Götze is a member of the scientific advisory board of the Weierstrass Institute (of which he is a founding member) and of the board of the Gesellschaft für Mathematische Forschung, which supports and legally represents the Mathematisches Forschungsinstitut Oberwolfach. He is a Fellow of the University of Göttingen's Institute for Mathematical Stochastics. He was in 2017/18 the vice-president and was elected for 2019/20 the president of the Deutsche Mathematiker-Vereinigung (DMV).

== Research ==
His research deals with asymptotic methods, convergence rates and limit theorems in mathematical statistics, Markov processes, stochastic algorithms, probability theory, functional analysis, and spectral distribution in random matrices. He applied probabilistic methods to analytic number theory and the geometry of numbers, including the problem of distribution and density of lattice points in ellipses. With the introduction of fundamental new methods, he gave a new, effective proof of the Oppenheim conjecture, which was first proved by Grigory Margulis in 1987.

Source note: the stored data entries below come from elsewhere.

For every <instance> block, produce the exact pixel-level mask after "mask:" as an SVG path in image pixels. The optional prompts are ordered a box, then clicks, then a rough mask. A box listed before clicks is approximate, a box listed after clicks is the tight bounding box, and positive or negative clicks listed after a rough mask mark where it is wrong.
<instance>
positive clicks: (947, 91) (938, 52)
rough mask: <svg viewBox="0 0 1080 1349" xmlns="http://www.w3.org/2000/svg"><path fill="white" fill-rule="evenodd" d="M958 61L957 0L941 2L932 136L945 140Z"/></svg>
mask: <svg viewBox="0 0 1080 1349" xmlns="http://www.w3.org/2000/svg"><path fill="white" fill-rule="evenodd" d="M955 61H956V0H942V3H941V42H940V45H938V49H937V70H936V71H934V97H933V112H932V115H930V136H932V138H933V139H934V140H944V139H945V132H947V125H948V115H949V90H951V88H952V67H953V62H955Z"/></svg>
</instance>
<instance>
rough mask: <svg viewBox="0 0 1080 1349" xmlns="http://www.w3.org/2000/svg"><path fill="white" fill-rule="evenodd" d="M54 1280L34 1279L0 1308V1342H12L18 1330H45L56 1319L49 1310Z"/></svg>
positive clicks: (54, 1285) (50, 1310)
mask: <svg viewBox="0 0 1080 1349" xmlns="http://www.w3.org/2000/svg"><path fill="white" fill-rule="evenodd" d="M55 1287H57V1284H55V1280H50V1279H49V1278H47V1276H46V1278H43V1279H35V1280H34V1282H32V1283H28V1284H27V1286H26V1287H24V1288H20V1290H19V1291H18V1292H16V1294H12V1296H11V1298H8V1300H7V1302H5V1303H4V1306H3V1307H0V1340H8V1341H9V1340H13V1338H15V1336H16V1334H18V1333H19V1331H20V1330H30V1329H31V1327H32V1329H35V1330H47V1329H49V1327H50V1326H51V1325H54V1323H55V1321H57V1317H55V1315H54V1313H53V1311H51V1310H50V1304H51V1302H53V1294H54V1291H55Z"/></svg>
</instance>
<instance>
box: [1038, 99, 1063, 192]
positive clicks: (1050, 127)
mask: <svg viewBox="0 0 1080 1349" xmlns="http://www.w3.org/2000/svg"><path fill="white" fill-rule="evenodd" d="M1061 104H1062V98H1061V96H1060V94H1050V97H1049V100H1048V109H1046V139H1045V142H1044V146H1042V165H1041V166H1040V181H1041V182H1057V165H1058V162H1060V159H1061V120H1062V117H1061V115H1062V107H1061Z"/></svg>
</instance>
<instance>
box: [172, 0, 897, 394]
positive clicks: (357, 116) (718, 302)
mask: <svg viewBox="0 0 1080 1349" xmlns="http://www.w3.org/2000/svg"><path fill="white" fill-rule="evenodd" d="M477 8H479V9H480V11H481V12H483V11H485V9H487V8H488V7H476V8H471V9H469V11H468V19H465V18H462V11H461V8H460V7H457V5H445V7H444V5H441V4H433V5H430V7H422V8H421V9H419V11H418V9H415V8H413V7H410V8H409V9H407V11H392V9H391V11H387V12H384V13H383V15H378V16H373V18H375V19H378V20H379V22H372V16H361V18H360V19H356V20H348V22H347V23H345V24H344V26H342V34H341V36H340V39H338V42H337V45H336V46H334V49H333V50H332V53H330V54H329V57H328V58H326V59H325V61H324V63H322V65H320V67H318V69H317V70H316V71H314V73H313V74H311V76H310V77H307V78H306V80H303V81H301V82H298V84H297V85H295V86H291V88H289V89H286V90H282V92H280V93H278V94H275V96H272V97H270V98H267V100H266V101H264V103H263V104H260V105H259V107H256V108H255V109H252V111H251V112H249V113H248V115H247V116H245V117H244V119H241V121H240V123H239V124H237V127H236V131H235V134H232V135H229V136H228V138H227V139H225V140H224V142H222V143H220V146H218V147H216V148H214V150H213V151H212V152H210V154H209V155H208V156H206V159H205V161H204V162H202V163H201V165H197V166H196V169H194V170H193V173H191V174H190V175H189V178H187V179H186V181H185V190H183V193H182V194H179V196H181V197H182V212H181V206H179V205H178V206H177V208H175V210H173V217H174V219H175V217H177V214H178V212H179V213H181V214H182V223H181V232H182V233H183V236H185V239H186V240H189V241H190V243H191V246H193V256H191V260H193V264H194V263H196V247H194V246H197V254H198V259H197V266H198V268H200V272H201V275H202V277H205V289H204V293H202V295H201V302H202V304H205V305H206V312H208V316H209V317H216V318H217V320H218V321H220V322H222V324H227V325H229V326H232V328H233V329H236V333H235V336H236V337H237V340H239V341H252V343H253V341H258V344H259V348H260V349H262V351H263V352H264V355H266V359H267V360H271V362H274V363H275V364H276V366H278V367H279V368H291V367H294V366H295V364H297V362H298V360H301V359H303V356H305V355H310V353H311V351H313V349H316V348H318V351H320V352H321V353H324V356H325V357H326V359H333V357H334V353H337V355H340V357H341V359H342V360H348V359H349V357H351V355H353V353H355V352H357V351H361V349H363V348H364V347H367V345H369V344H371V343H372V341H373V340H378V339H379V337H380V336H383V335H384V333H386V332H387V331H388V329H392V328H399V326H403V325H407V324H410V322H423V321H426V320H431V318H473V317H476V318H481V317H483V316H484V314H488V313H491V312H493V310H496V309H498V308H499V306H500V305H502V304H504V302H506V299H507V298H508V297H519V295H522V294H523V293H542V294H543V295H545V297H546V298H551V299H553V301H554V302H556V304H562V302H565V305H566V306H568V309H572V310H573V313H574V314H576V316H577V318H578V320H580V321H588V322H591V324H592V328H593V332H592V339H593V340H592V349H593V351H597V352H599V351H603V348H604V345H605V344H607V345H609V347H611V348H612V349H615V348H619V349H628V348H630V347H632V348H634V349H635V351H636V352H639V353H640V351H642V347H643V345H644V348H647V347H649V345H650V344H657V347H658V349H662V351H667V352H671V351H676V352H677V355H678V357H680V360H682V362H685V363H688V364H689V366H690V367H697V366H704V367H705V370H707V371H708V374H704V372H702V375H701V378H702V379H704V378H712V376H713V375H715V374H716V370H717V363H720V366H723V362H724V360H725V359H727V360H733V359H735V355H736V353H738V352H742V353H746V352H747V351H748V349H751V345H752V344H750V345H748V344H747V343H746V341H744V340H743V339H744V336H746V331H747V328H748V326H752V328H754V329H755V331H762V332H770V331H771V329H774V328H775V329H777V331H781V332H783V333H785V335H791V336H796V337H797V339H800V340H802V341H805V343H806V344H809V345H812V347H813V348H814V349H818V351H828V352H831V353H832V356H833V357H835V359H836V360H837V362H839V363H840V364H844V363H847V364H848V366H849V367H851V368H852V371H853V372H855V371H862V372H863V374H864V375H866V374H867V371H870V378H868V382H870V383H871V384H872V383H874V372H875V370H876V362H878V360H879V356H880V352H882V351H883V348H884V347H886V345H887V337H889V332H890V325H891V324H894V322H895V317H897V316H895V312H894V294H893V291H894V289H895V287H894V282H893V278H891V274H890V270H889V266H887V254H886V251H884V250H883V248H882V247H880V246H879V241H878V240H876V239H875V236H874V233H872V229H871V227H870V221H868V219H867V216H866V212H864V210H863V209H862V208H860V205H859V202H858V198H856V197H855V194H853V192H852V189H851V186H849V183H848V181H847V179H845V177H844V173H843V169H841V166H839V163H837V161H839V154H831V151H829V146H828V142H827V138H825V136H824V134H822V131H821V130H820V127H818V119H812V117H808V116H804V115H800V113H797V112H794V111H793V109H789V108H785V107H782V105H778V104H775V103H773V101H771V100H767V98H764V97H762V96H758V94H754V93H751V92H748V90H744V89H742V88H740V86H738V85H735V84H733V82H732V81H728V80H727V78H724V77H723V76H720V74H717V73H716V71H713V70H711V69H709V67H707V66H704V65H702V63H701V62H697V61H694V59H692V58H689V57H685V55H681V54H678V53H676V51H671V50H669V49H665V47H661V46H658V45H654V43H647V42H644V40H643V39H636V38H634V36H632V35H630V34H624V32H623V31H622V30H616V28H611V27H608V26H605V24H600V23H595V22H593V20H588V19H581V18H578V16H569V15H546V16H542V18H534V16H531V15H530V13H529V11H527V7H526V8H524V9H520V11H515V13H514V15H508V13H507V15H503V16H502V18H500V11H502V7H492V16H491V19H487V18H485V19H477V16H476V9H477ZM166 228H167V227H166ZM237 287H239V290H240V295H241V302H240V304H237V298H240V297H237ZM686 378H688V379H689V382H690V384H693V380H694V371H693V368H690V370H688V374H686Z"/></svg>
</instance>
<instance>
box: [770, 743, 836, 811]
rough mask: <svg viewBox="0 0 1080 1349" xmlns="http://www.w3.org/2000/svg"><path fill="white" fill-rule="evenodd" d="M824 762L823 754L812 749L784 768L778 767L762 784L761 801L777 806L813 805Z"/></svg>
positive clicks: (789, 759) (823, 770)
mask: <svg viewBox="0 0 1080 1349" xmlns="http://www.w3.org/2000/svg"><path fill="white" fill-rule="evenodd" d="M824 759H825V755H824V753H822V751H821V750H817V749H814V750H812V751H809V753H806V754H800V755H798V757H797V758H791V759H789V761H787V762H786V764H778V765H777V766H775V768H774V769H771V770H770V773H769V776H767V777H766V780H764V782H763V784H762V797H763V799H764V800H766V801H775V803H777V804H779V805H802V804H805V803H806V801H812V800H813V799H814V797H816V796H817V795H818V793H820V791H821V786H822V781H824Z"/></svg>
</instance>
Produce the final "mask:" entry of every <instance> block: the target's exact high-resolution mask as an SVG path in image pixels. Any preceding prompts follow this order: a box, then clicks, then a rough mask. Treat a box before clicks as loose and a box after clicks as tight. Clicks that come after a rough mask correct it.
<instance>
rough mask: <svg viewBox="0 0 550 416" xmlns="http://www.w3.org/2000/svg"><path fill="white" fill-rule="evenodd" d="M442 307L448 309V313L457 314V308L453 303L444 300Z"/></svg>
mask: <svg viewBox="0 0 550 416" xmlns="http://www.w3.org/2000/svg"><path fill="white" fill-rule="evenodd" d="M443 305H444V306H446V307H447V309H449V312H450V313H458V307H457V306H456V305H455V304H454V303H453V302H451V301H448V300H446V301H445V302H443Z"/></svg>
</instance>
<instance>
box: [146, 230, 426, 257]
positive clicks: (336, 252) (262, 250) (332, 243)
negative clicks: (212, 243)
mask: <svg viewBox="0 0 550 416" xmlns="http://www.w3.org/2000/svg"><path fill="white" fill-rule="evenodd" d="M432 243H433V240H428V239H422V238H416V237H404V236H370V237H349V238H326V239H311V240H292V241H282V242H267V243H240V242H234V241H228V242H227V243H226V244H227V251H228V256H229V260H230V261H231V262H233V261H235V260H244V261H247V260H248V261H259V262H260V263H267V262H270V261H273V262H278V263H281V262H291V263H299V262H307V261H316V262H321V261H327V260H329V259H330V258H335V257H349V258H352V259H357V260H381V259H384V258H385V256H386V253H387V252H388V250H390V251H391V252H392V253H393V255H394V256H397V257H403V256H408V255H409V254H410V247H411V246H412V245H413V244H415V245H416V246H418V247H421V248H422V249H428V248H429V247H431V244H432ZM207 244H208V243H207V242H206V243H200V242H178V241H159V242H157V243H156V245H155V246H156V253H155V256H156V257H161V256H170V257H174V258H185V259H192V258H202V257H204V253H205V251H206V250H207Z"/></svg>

Götze was the spokesperson for the DFG Collaborative Research Center's Spektrale Strukturen und Topologische Methoden in der Mathematik (Spectral Structures and Topological Methods in Mathematics).

== Honors and awards ==
Götze was an Invited Speaker at the International Congress of Mathematicians in Berlin in 1988. In 2009 he became a member of the Leopoldina. In 2012 he was the Gauss Lecturer with talk Der mehrdimensionale zentrale Grenzwertsatz und die Geometrie der Zahlen (The multidimensional central limit theorem and the geometry of numbers). For his contribution to the establishment of the European Institute for Statistics, Probability, Stochastic Operations Research and its Applications (Eurandom), he was awarded the Order of Orange-Nassau in 2014.